The constraint was hard: the full batch had to finish inside a 6-hour window before downstream publishing began, a handful of corrupt source files were expected nightly and must not fail the whole run, and the transcoder was a rate-limited internal service that fell over above ~400 concurrent jobs.

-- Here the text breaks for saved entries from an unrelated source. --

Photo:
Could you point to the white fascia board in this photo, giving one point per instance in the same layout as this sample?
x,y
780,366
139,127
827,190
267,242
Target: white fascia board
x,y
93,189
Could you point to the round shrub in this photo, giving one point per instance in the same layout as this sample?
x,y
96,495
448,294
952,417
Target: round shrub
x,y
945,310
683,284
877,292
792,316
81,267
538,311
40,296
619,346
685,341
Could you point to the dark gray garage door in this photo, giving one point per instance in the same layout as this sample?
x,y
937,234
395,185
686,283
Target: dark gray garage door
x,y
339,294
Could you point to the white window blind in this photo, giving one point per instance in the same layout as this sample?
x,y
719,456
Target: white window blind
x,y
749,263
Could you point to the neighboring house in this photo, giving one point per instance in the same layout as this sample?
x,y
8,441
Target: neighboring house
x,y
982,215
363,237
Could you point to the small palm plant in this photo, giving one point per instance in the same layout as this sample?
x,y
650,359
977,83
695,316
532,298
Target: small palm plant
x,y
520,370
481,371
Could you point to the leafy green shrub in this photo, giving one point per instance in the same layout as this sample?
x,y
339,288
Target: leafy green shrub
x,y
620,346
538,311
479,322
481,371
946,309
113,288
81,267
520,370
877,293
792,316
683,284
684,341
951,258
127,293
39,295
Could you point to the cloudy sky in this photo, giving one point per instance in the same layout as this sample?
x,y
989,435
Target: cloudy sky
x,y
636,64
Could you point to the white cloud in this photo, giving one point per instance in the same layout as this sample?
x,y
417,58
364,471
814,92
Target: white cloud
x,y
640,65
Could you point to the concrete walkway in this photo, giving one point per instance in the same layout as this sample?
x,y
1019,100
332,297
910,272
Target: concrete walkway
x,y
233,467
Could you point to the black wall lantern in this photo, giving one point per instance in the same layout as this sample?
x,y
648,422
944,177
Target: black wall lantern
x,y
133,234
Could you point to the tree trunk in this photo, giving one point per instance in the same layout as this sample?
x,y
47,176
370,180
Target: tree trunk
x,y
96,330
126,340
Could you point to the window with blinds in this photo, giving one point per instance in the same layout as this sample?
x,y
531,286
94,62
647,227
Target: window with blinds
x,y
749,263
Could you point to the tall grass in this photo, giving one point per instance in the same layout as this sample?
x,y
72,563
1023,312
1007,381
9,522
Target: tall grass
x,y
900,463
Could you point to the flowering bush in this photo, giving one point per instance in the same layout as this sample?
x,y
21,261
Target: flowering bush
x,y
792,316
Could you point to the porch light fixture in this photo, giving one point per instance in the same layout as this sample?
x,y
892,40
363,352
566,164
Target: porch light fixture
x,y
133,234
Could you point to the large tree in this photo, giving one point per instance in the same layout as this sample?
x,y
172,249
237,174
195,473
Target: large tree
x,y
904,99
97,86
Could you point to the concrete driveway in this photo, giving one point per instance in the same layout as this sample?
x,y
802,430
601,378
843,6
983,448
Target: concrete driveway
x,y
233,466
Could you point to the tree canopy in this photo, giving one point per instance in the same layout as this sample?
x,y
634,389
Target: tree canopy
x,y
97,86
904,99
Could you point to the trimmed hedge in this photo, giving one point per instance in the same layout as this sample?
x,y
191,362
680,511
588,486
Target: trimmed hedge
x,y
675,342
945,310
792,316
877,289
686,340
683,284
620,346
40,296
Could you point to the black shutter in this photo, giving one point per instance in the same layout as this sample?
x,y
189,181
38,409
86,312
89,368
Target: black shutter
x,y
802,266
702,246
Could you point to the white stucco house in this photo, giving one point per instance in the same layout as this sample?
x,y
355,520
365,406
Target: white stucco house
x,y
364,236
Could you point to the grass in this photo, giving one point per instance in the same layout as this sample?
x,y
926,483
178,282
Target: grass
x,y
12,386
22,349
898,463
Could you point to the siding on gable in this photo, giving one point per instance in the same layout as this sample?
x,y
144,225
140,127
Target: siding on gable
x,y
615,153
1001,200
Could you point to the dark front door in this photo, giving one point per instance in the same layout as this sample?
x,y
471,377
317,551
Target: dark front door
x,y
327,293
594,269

They moved to Distributed Map reading the prefix via s3:listObjectsV2, with ExecutionType: EXPRESS children, MaxConcurrency pinned to 400 to respect the transcoder, ItemBatcher of 20 to amortize invocation cost, and ToleratedFailurePercentage: 1 so a few bad files were quarantined rather than fatal. ResultWriter wrote a per-item manifest to S3 that the publishing stage consumed directly, and a CloudWatch alarm on the Map Run’s failed-child count caught the rare night when corruption spiked past tolerance.
"TranscodeAll": {
"Type": "Map",
"ItemReader": {
"Resource": "arn:aws:states:::s3:listObjectsV2",
"Parameters": { "Bucket.$": "$.bucket", "Prefix.$": "$.todayPrefix" }
},
"ItemProcessor": {
"ProcessorConfig": { "Mode": "DISTRIBUTED", "ExecutionType": "EXPRESS" },
"StartAt": "Transcode",
"States": {
"Transcode": {
"Type": "Task",
"Resource": "arn:aws:states:::lambda:invoke",
"Parameters": { "FunctionName": "transcode-batch", "Payload.$": "$" },
"Retry": [
{ "ErrorEquals": ["Transcoder.Throttled"], "IntervalSeconds": 2,
"BackoffRate": 2.0, "MaxAttempts": 5, "MaxDelaySeconds": 30, "JitterStrategy": "FULL" }
],
"End": true
}
}
},
"ItemBatcher": { "MaxItemsPerBatch": 20 },
"MaxConcurrency": 400,
"ToleratedFailurePercentage": 1,
"ResultWriter": {
"Resource": "arn:aws:states:::s3:putObject",
"Parameters": { "Bucket.$": "$.resultsBucket", "Prefix": "transcode-runs/" }
},
"End": true
}
The pipeline now finishes a 60,000-object night in under two hours, the transcoder stays under its concurrency ceiling, and corrupt files land in a results manifest for morning review instead of failing the batch. No new infrastructure — just the right Map mode, an honest concurrency cap, and jittered retries against the one service that could not be rushed.